A many-splendored oppression

I got away with it. I think.

I had been looking forward to Arundhati Roy’s appearance in San Francisco tonight, but as luck would have it, I got only my second substitute teaching job since signing up for it in December today. That meant I was out of the house before dawn (I am normally a late riser) to get to it.

Both these jobs have reinforced a dissonance between the greater experience of learning I have had in post-secondary education with the experience of seeing children treated more or less as prisoners at a middle school and the experience today of seeing children with an irrepressible exuberance confined to chairs near the beginning of their learning careers who inevitably become “discipline” problems in a primary school.

So for me, there is a paradox on top of a dissonance. Children need to learn. If they don’t, in this economic system, when they grow up, they will surely be condemned to low wage jobs–if they can find employment at all–that don’t pay rent, jobs that are often even worse than my abusive experience at Luxor Cab. But to attempt to contain this energy seems to me like asking the sun to stop shining. Worse, I fear it risks an anti-intellectual backlash as these kids mature.

And so, as I was driving to San Francisco, a place I generally avoid, tonight, my heart was heavy and my mind was pondering this paradox on top of a dissonance. Hitting traffic on Highway 101 getting into San Francisco meant I was also running out of time. Tired and under pressure, I chose the worst of four reasonably direct but also reasonably rational routes to the Arundhati Roy event. It was a rookie mistake, inexcusable in someone who has lived in and around San Francisco for as long as I have (all but about two years of the last forty-three) and who has driven cab there. It was an unmistakable sign my judgment was impaired.

But I also anticipated parking problems around the event; parking in almost every part of San Francisco has become dramatically more difficult particularly since voters approved the creation of the Department of Parking and Traffic. This agency was supposed to ease parking problems but has instead turned into the bane of most San Francisco car owners’ existences, generating a vast stream of revenue for the City. So I was delighted when approaching Mission High School, I spied its faculty parking lot, with spaces available.

At first, I didn’t give it a second thought. I pulled in and parked. I was attending a function in the school’s auditorium and there were lots of other cars in the parking lot–only some of which were displaying permits for overnight parking–and I assumed the rest were also owned by people attending the event.
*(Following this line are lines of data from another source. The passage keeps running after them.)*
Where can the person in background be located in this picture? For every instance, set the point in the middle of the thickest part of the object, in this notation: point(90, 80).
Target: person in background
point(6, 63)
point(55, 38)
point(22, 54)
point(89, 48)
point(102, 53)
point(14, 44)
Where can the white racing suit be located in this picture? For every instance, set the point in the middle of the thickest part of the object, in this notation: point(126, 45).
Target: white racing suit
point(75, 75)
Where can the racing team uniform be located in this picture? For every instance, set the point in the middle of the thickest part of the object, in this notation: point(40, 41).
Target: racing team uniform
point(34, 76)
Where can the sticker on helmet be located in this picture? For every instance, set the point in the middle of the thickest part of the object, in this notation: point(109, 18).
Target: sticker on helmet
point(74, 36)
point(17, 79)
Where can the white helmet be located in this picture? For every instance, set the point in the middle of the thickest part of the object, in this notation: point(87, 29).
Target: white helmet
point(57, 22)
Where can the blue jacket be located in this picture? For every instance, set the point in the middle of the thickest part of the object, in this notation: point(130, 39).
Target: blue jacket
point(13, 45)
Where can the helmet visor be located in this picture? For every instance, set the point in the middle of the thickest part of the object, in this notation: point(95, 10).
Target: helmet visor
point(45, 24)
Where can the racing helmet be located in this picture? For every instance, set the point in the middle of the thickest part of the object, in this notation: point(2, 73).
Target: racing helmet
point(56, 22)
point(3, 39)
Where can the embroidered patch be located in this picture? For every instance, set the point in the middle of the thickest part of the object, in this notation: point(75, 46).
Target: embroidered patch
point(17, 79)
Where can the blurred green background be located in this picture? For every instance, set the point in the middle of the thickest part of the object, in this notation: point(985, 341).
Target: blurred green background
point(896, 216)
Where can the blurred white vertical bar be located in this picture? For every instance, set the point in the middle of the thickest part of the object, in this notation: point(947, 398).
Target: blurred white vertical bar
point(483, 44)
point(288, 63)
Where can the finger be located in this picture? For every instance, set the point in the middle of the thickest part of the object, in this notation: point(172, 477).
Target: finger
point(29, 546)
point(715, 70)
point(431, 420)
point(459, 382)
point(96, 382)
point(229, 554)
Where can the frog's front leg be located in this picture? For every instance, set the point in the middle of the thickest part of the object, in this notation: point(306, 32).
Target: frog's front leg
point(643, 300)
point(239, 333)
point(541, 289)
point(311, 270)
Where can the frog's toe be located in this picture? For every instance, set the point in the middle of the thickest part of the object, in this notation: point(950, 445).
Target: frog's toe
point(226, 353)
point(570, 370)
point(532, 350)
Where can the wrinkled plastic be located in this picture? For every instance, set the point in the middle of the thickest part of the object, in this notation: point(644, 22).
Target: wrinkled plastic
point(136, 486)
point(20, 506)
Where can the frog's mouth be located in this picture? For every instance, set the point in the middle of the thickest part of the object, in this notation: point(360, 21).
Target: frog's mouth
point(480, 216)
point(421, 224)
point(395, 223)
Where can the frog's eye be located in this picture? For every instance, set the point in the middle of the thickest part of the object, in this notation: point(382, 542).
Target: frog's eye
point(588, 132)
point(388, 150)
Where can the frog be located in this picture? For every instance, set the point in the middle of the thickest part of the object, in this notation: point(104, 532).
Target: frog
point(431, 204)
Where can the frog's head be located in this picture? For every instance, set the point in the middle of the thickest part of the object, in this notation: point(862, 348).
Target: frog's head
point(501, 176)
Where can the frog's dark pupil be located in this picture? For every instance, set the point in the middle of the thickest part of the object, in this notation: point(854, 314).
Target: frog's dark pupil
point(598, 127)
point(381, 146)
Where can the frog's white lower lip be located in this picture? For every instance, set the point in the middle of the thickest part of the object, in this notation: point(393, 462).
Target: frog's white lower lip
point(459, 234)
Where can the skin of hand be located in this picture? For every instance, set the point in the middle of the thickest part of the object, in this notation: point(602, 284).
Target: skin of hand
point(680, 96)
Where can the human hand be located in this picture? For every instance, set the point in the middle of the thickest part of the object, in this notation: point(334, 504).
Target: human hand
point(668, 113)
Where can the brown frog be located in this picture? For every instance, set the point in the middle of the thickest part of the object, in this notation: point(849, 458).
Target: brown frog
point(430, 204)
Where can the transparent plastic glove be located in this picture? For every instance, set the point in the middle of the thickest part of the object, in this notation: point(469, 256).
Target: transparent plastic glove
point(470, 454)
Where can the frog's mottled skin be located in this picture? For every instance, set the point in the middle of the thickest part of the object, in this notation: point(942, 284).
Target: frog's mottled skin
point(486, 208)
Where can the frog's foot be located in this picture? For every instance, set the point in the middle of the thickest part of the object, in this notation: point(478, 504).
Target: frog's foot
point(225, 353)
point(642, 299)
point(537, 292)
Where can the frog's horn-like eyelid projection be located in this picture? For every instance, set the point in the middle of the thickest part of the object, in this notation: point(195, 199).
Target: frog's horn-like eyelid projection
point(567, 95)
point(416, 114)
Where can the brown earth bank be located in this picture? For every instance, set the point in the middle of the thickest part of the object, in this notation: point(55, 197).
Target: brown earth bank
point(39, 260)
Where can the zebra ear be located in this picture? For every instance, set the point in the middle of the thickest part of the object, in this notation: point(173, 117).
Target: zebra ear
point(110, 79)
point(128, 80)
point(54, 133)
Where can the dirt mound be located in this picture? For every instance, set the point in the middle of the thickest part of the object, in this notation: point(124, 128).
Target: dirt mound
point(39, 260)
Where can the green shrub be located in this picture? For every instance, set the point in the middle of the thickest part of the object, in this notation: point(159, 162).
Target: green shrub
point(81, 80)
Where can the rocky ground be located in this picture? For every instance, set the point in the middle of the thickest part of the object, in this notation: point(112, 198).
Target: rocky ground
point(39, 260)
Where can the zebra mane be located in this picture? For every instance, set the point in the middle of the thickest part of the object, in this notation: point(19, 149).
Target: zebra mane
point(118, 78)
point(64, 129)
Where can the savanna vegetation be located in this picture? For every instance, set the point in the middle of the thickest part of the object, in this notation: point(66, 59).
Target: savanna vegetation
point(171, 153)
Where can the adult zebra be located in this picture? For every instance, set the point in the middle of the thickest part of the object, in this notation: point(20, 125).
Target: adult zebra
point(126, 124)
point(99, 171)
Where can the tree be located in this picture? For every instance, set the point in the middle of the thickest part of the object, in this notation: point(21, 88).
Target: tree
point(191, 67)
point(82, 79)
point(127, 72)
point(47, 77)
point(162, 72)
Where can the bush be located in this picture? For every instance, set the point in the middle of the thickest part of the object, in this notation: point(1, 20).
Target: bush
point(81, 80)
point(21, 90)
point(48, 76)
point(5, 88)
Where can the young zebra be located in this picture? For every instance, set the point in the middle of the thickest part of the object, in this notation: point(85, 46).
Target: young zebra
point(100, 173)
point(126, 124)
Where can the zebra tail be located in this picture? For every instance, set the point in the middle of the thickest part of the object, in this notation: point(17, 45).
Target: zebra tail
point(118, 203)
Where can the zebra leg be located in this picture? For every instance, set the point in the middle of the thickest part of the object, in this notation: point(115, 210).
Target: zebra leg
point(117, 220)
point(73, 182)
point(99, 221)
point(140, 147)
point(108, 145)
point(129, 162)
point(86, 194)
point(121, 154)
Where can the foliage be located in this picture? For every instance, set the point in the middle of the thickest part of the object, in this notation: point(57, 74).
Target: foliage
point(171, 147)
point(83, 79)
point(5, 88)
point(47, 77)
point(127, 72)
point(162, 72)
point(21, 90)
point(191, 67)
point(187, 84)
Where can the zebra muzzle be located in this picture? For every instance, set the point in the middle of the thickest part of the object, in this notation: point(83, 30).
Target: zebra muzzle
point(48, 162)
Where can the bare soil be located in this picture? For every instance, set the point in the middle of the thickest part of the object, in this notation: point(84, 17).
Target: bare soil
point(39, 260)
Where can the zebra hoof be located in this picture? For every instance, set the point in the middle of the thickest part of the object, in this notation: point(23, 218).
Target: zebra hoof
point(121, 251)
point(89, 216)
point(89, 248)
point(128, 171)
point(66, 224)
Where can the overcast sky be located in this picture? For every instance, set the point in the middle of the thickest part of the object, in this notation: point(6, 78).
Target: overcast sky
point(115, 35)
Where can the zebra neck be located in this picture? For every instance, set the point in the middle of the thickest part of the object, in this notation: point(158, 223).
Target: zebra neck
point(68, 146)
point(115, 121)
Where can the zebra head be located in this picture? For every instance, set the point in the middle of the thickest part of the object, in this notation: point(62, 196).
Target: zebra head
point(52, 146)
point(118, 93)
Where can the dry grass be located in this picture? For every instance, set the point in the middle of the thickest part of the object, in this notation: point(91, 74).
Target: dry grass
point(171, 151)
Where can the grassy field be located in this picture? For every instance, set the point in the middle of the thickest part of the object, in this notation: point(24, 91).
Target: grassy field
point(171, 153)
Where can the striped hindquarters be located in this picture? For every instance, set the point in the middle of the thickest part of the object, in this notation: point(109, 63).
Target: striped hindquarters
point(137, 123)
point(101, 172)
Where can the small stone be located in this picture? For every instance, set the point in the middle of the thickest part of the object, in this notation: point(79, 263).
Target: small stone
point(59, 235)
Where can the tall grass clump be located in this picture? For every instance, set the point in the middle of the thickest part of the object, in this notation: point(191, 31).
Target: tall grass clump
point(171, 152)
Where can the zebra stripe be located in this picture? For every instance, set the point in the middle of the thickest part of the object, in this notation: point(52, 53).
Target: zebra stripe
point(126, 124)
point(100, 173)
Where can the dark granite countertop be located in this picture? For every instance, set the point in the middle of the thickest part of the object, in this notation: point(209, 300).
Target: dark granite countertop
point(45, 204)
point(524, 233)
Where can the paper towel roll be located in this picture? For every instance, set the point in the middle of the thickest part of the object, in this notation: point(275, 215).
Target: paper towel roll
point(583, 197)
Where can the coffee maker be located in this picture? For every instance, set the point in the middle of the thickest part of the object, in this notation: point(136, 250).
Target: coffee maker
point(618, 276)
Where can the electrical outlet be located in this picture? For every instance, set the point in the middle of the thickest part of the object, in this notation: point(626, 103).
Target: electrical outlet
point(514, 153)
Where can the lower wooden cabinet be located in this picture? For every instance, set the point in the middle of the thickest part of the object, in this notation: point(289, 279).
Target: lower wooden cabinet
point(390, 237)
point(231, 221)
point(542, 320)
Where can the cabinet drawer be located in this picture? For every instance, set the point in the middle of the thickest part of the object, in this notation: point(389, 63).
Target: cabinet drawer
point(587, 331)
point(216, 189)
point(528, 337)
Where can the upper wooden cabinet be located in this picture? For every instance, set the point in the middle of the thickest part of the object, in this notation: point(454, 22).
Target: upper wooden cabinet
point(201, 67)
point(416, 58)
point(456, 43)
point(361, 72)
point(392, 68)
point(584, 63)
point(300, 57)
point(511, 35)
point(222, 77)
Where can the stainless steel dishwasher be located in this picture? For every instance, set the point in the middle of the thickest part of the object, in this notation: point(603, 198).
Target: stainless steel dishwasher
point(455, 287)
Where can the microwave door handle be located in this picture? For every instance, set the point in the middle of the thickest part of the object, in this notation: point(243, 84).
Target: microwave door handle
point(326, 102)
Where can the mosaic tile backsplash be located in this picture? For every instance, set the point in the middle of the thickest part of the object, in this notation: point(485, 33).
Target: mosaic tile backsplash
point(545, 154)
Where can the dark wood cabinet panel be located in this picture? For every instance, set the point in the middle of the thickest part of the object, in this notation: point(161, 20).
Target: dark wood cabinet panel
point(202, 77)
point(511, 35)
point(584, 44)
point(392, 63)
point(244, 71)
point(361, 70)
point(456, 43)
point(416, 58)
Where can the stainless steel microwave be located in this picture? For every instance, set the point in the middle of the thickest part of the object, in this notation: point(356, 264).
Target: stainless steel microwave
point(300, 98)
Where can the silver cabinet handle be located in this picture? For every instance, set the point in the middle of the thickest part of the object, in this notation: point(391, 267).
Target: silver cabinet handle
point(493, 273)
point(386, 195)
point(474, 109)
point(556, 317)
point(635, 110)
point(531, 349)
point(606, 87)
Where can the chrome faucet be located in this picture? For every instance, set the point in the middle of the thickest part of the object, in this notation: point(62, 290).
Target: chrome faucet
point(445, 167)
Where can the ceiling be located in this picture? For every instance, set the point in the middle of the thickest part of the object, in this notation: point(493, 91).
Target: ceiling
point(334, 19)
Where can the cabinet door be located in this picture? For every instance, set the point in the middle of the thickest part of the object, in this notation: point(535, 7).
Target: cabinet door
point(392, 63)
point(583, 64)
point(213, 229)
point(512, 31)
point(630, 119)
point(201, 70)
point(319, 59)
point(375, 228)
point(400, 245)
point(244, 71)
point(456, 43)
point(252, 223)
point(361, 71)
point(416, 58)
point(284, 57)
And nearly anywhere else I’ve lived, this would be a sensible way of viewing the situation.

But this is San Francisco. And when you’re unemployed, as I am, desperate, as I am, and broke, as I am, any ambiguity in a situation is unlikely to be resolved in your favor. San Francisco makes a fortune off of the naïve and off of people who share many aspects of my situation. I’m not faculty at Mission High School. I didn’t have one of those orange parking permits that I saw on the dashboards of some other vehicles. This reality began to sink in as I walked into the event.

As was to be expected, Arundhati Roy had many sensible and valuable things to say about oppression in the Kashmir, in India, and in other places, but by the end of her appearance, I was more than anxious to get out of there to retrieve a pickup truck that I would not be able to afford to get out of impound. And I had more to think about as I noticed a double flash of a red light camera that I think (hope) was aimed in another direction as I began making my way back out of the City and towards home.